Issue Date: March 10, 2006
Author notes divine union, like fortune, favors the prepared
Reviewed by CHRISTOPHER MERRILL
It is all too easy to forget mysticisms central role in the history of Christianity. And the body of writings on the subject, from St. Pauls account of his conversion on the road to Damascus to Thomas Mertons works, is so rich that the general reader may be forgiven for not knowing where to start. James Harpurs survey of Christian mystics, then, is a useful guide to this tradition, which in his view we ignore at our peril. The experiences and teachings and example of the mystics, he writes, are crucial to the prosperity, and perhaps even the survival of Christianity.
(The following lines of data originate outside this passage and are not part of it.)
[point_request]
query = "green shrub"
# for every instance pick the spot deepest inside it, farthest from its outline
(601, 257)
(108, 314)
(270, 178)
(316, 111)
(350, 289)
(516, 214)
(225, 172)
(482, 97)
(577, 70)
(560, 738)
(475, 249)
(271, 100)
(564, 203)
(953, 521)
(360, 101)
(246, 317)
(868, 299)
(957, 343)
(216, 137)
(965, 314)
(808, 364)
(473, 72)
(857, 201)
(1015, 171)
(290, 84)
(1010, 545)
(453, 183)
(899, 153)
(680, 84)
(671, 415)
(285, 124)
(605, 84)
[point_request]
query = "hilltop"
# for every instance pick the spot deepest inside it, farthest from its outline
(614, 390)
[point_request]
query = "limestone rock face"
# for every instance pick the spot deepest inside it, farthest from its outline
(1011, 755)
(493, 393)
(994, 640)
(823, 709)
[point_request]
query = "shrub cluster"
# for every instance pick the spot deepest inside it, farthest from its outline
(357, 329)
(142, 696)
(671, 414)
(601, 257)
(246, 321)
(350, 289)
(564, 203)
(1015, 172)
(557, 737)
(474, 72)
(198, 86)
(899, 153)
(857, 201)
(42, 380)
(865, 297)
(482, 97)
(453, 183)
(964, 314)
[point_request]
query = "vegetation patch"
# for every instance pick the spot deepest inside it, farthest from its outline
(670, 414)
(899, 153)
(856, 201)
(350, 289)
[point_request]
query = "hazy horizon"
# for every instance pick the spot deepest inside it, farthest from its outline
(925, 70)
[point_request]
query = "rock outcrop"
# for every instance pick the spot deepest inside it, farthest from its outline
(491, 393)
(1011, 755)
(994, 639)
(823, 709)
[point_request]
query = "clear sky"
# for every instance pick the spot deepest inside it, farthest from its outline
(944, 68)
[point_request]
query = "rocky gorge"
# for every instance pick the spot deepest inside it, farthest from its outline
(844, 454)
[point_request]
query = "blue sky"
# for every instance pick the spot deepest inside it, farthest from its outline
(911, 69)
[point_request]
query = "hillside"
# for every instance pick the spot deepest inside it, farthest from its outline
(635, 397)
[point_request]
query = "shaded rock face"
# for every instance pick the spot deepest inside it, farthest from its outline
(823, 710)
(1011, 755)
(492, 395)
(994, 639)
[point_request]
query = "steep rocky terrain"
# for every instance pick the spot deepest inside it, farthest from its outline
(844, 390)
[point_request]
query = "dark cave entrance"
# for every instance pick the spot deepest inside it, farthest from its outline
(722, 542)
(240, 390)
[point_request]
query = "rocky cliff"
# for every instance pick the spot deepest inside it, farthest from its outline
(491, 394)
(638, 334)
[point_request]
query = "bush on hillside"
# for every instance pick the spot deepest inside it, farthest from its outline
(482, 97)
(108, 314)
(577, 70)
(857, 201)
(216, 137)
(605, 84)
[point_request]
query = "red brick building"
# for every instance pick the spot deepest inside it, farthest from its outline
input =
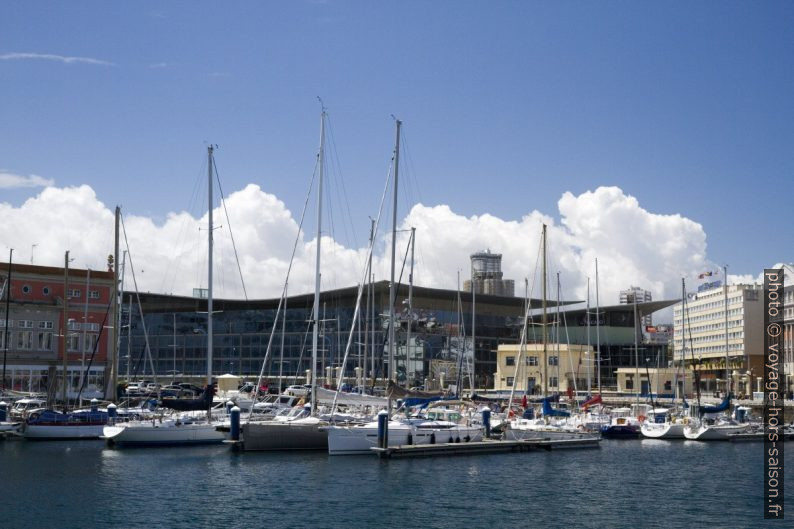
(33, 343)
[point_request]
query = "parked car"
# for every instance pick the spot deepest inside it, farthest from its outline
(298, 390)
Love Burning in the Soul tells us why.
Mr. Harpur takes a historical approach, providing a brief overview of church matters from the New Testament era to the modern, short biographies of nearly 50 mystics from a variety of places and denominations, lucid summaries of their thinking, and a sense of the context in which they lived and worked. Many of these men and women combined lives of contemplation and action. Paul was a tireless traveler on behalf of the new faith, Augustine stressed the social nature of final beatitude, and Mertons correspondence reveals that even in solitude he engaged with the problems of the world. It is heartening to recognize that in addition to imitating Christ these spiritual athletes were committed to sharing the fruits of their discoveries -- ministering to the poor and the sick, administering monasteries and convents, becoming living witnesses of the Word.
Two thousand years of mystical practice and writings are not easily summarized. But certain common themes emerge. Mr. Harpur notes that the experience of mystics has usually revolved around a direct apprehension or awareness of God -- an experience that goes beyond the rational faculty of the mind and self-willed activity. Divine union, like fortune, favors the prepared -- that is, those who embark upon a journey of prayer and grace, penitence and purification, humility and love. Mystics may employ poetic language to describe the indescribable -- climbing mountains and ladders are favorite tropes for the souls ascent to God -- and Mr. Harpur, who has published three books of poems, includes in his survey the Romantic poets William Blake and William Wordsworth, whose visions of the link between human and divine, nature and eternity, still inform our thought.
Hildegard of Bingen (1098-1179) is a particularly interesting figure. A nun, poet, composer, healer, abbess, she is remembered for a trilogy of visionary works -- Scivias, The Book of Lifes Merits and The Book of Divine Works -- and for the musical works that in recent years have received wide play around the world. Her visions came to her when she was awake, through the eyes of her soul, which ascended to the heights of the firmament and spread itself out among various peoples ... in far away regions. And in the face of poor health the light of illumination, brighter than a sun-struck chord, led her to travel and preach, to found convents and correspond with kings and popes, to advocate church reforms. Indeed she shaped the church for the better.
But it must be said that if mysticism is an underground river that resurfaces from time to time to reinvigorate Christian thinking and practice, it is also often viewed with suspicion by clerical authorities. Sobering as it is to read about the difficulties faced by some mystics to translate into action the discoveries they made in their surrender to the will of God, we follow their spiritual adventures with a mixture of awe and regret -- awe at their courage and tenacity, regret that their words do not play a more prominent role in our spiritual practice. These seers are the lifeblood of Christianity. And Mr. Harpur argues that the contemporary hunger for the fruits of mysticism is better satisfied by the works of the Christian mystics than in the shops selling candles, incense and statuettes.
There are hazards aplenty in compiling any survey of mystics -- omitting crucial figures, reducing complex ideas to inanities, and so on. Nor does Mr. Harpur avoid every pitfall, the absence of St. Maximos the Confessor being the most glaring. He tends to gloss over controversial doctrinal matters. And Eastern Orthodox readers will wonder why their mystical theology merits but a single chapter. (The Philokalia, a multivolume collection of mystical writings assembled by St. Nikodemus of the Holy Mountain and St. Makarios of Corinth, which has profoundly shaped the modern Eastern church, receives but passing mention.) But this is an important work, which offers an alternative history of Christianity -- the history of the spirit burning with the fire of God.
Christopher Merrills most recent book is Things of the Hidden God: Journey to the Holy Mountain. He directs the International Writing Program at the University of Iowa.